Brüssel fordert Berlin zum Kampf gegen Menschenhandel auf

Die EU-Kommission hat Deutschland und andere Mitgliedstaaten bereits unter der Androhung von Sanktionen aufgefordert, den Kampf gegen den in Europa zunehmenden Menschenhandel zu verstärken. "Ich erwarte von allen Mitgliedstaaten, dass sie ihren Verpflichtungen nachkommen und die EU-Richtlinie gegen Menschenhandel ohne Verzögerung in nationales Recht übertragen", sagte Malmström. "Ich werde nicht zögern, die notwendigen Maßnahmen zu ergreifen, damit das passiert". Dazu gehöre in letzter Konsequenz auch die Einleitung von Verfahren wegen Verstoßes gegen EU-Recht, stellte die Kommissarin klar.

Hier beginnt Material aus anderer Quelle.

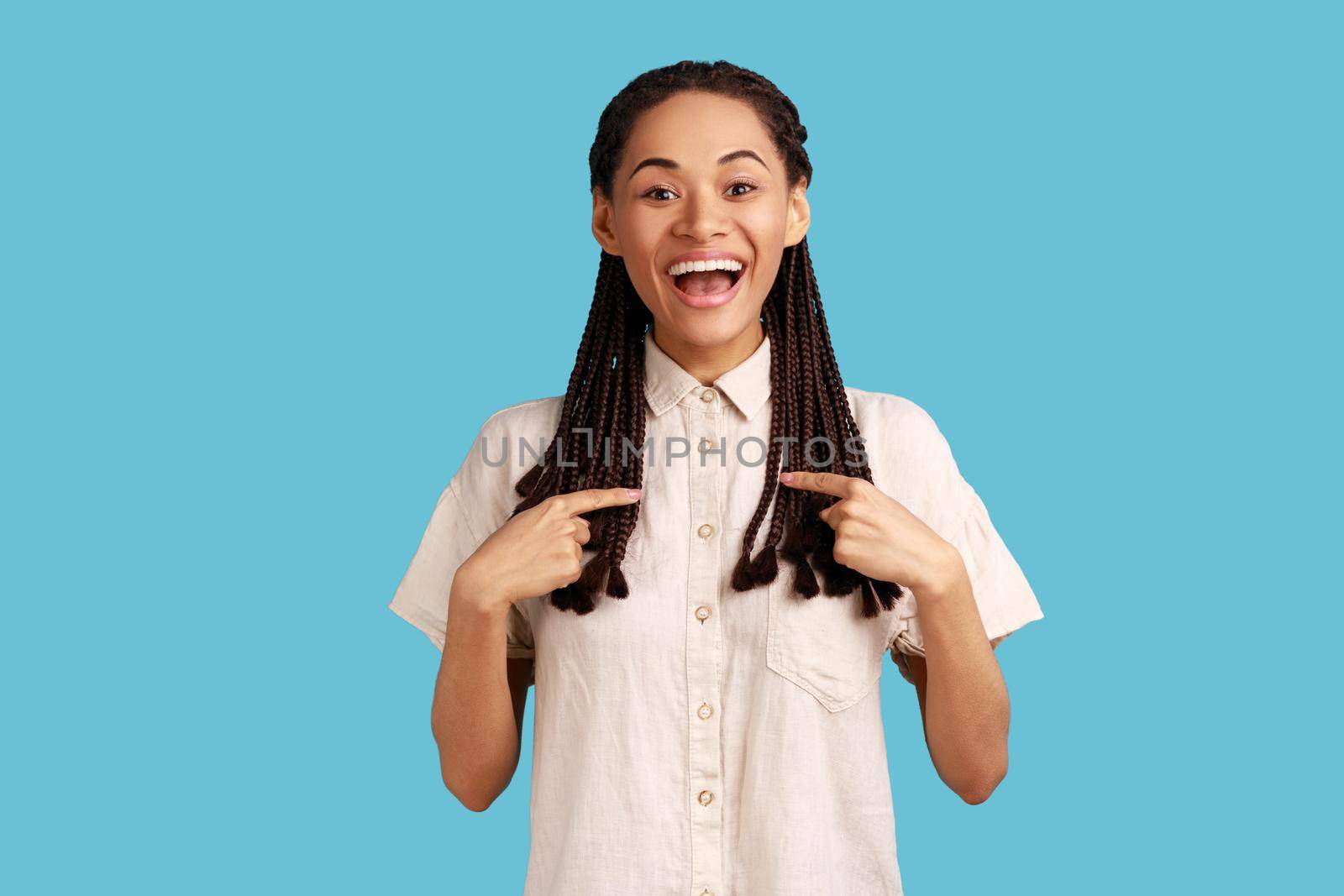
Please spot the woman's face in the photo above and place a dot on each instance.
(701, 176)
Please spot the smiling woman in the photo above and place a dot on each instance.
(706, 633)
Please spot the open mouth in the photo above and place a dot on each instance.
(709, 288)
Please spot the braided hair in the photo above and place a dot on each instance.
(604, 403)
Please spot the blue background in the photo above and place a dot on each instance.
(269, 266)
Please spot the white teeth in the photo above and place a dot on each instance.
(714, 264)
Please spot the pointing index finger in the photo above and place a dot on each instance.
(589, 500)
(823, 483)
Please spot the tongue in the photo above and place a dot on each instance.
(705, 282)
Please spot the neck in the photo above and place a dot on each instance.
(706, 363)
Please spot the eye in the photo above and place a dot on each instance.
(741, 183)
(656, 190)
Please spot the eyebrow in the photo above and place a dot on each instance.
(723, 160)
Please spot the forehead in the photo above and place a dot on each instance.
(694, 129)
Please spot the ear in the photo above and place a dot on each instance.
(604, 223)
(800, 215)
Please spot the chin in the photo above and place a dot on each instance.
(709, 329)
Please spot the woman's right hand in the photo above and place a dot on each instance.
(537, 551)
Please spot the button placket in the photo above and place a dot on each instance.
(703, 647)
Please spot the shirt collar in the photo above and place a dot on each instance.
(665, 383)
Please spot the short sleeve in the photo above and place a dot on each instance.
(1003, 595)
(472, 506)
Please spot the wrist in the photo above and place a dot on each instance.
(472, 589)
(947, 575)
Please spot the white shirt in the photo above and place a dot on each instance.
(691, 739)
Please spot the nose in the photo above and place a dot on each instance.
(705, 219)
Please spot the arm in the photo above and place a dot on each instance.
(964, 701)
(961, 691)
(480, 694)
(479, 698)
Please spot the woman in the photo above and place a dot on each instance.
(706, 647)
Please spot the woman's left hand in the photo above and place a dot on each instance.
(878, 537)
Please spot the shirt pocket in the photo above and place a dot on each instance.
(824, 644)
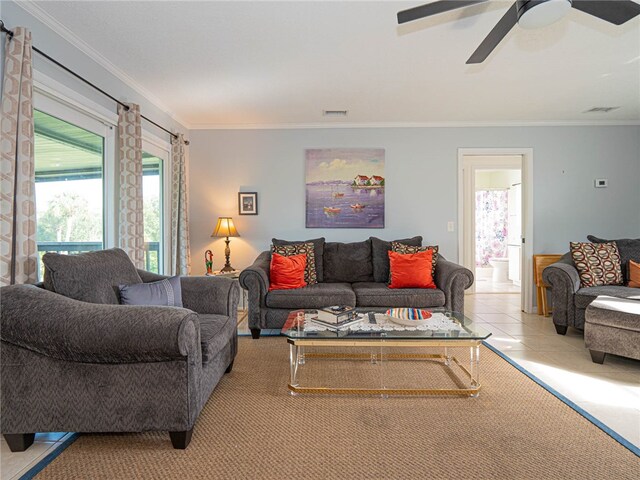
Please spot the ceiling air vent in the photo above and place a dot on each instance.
(600, 109)
(334, 113)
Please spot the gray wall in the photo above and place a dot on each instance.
(421, 183)
(58, 48)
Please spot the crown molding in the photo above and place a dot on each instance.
(36, 11)
(479, 124)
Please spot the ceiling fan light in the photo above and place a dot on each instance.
(537, 14)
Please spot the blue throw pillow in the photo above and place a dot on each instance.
(165, 292)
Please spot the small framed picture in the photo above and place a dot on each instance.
(247, 203)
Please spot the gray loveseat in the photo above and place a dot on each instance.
(354, 274)
(570, 300)
(73, 365)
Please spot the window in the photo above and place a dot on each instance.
(76, 188)
(155, 197)
(152, 211)
(69, 172)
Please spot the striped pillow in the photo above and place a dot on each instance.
(310, 274)
(409, 313)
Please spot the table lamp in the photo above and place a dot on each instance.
(226, 228)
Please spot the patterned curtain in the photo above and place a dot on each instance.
(179, 221)
(19, 251)
(130, 219)
(492, 218)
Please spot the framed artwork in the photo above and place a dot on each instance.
(247, 203)
(345, 187)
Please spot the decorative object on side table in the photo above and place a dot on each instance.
(208, 261)
(226, 228)
(247, 203)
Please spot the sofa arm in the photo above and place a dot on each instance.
(67, 329)
(204, 295)
(453, 280)
(211, 295)
(255, 279)
(564, 280)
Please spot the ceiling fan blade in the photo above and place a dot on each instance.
(495, 36)
(433, 8)
(616, 11)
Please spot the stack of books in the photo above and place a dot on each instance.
(336, 316)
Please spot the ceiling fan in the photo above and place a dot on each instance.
(527, 14)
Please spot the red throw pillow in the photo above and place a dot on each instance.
(411, 270)
(287, 272)
(634, 274)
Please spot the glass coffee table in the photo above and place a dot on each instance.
(444, 332)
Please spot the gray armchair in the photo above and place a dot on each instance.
(70, 365)
(569, 299)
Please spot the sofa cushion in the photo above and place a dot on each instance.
(380, 257)
(92, 277)
(629, 249)
(584, 296)
(214, 335)
(167, 292)
(310, 273)
(348, 262)
(597, 263)
(378, 294)
(318, 252)
(314, 296)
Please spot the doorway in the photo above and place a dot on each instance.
(495, 209)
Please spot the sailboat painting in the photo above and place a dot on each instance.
(345, 187)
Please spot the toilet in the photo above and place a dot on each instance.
(500, 269)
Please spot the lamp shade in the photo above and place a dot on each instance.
(225, 228)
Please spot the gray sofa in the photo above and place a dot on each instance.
(570, 300)
(352, 274)
(72, 365)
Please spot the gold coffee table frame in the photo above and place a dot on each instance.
(297, 357)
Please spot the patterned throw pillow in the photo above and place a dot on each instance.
(404, 249)
(597, 263)
(310, 274)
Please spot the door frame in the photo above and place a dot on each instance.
(466, 188)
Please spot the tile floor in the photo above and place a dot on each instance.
(610, 392)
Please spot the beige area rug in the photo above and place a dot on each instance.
(251, 428)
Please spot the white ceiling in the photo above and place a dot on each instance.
(259, 63)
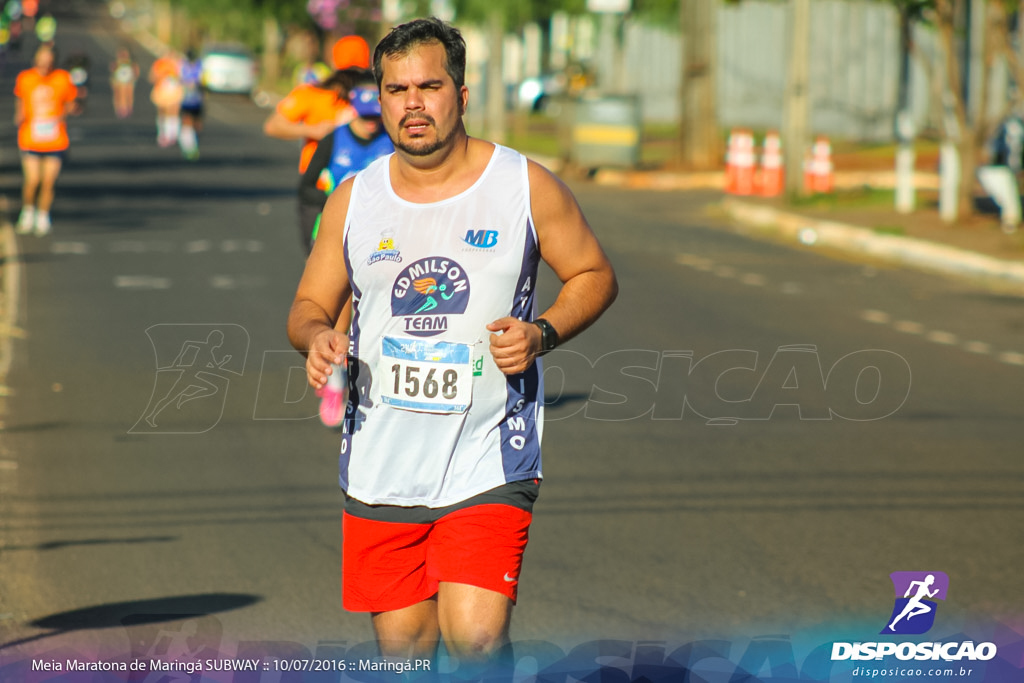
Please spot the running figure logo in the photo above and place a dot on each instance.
(190, 387)
(913, 613)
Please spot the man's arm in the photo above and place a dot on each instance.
(323, 293)
(569, 247)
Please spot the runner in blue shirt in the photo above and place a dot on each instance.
(339, 156)
(192, 105)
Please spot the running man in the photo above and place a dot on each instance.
(192, 104)
(914, 606)
(196, 363)
(45, 97)
(440, 467)
(339, 156)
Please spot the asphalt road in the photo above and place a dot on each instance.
(749, 443)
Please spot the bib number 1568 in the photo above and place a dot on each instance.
(415, 384)
(427, 376)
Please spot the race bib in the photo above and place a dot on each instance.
(45, 130)
(426, 376)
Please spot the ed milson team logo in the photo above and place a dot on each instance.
(913, 612)
(427, 292)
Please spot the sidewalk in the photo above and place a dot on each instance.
(862, 220)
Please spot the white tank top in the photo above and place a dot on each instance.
(431, 420)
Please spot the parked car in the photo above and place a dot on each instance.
(228, 68)
(534, 93)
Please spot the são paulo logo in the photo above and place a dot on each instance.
(427, 293)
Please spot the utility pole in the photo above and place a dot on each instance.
(698, 146)
(797, 108)
(496, 74)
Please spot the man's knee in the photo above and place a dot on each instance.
(476, 642)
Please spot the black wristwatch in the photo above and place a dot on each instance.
(549, 336)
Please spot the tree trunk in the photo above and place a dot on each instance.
(796, 135)
(698, 143)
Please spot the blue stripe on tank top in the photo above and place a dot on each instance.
(520, 439)
(352, 410)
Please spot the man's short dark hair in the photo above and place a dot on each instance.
(403, 38)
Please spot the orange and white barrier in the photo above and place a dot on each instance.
(818, 169)
(740, 161)
(771, 178)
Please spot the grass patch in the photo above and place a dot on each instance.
(860, 198)
(896, 230)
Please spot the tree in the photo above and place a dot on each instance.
(970, 127)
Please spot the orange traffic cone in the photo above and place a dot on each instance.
(739, 163)
(772, 176)
(818, 168)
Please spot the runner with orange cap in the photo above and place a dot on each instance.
(45, 96)
(310, 112)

Mehr als zwei Drittel der Opfer von Menschenhandel sind Frauen, die meisten von ihnen wurden zur Prostitution gezwungen. Der Großteil der Opfer kommt aus dem Gebiet der 27 EU-Staaten, die meisten von ihnen aus Bulgarien und Rumänien. "Viele ... gehören zur Minderheit der Roma und die Lebensbedingungen müssen sich erheblich verbessern", mahnte Malmström. (dpa/afp)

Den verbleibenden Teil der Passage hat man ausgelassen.